Théâtre : Mécanique de la domination

Oleanna , de David Mamet : un huis clos haletant sur les relations de pouvoir.

Anaïs Heluin  • 28 juin 2012 abonné·es

L’une timide, empruntée, l’air reconnaissante du moindre regard posé sur elle ; l’autre sûr de lui, embrassant l’espace de gestes conquérants à peine dissimulés derrière un masque d’humilité trop fin, trop ébréché pour induire le monde en erreur. Carol est étudiante, John est son professeur. Chacun est bien engagé sur sa propre pente, dont les trajectoires n’étaient pas censées se croiser en dehors de l’université. Mais David Mamet, traduit en français par Pierre Laville, fait de la rencontre d’une chute imminente et d’une ascension victorieuse l’objet d’ Oleanna, pièce écrite en 1992. Foudroyant, le résultat tient plus de la collision que du simple échange de points de vue. Sous le choc, les identités se disloquent, les rôles sont ébranlés et vacillent jusqu’à un point de non-retour.

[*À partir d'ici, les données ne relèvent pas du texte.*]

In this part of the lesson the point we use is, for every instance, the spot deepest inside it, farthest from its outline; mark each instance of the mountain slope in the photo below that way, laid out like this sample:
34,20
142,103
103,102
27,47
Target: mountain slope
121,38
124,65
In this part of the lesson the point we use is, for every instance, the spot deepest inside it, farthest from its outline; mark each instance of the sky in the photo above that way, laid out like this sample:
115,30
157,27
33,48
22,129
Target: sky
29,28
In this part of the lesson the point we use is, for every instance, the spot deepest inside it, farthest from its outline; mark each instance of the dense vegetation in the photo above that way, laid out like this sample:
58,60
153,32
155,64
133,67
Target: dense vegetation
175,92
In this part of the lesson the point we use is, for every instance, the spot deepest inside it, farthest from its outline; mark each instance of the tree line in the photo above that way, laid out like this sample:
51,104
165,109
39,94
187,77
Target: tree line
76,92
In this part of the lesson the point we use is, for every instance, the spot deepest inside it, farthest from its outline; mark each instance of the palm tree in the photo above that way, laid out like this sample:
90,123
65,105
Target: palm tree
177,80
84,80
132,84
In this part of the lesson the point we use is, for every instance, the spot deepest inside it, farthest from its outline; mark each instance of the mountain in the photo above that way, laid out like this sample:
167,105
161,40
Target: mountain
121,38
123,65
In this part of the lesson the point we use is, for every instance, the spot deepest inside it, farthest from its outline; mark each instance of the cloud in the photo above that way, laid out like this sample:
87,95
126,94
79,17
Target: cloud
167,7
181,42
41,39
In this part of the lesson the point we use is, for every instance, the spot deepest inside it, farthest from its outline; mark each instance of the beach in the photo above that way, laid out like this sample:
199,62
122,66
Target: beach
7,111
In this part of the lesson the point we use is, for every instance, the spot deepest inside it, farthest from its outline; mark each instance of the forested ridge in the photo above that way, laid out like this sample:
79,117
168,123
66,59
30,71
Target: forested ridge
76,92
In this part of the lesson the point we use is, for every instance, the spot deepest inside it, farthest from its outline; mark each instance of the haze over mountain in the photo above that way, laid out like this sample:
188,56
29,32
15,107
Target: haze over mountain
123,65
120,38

Une tempête dans un bocal en quelque sorte, l’échange houleux entre les deux individus se déroulant dans un lieu clos que le metteur en scène, David Roldez, a voulu neutre. Plongés dans une semi-pénombre, un bureau sans fioritures et une chaise en plastique sont les seuls témoins du drame en gestation. Aucun indice matériel n’est de toute façon nécessaire : l’abîme qui sépare Carol de John se mesure à leurs gestuelles respectives, à leur maîtrise très inégale de l’art oratoire. Lesquelles dessinent deux caractères, deux stéréotypes toujours à la limite de la caricature, traduits sur scène avec brio par Marie Thomas et David Seigneur. Habiles à nourrir au compte-gouttes leur jeu de colère et de violence, les deux comédiens montent pièce par pièce un savant mécanisme de la haine. À l’arrière-plan, le système universitaire. Mais décrit de façon très évasive, selon des schémas dominant-dominé applicables à n’importe quel pan de la société américaine, comme de toute société capitaliste. Professeur cynique, prompt à critiquer la structure éducative dans laquelle il enseigne, John aurait aussi bien pu être un homme d’affaires un brin véreux, ou un politicien peu réticent à la corruption. En réalité, il est tout cela à la fois. De même que Carol n’est pas qu’une étudiante soumise à l’autorité universitaire : elle incarne toutes les victimes du pouvoir, bombes à retardement prêtes à exploser au premier signe d’injustice. Les dialogues circulaires, dans lesquels s’opposent les deux parties sont d’ailleurs presque dénués de toute dimension personnelle. Chacun parle du haut ou du bas d’une position précise, sans jamais vraiment s’extraire de son milieu ni de l’attitude correspondante. Dans le premier tiers de la pièce, pourtant, des révélations intimes ne cessent d’affleurer. Et les nombreux silences, interrompus par d’aussi nombreux coups de téléphone, contiennent une multitude de possibles. La naissance d’une amitié, d’un amour, l’éclosion d’un léger ressentiment… Ou d’une haine tenace, fondée sur des observations rationnelles vite envahies par des délires épineux.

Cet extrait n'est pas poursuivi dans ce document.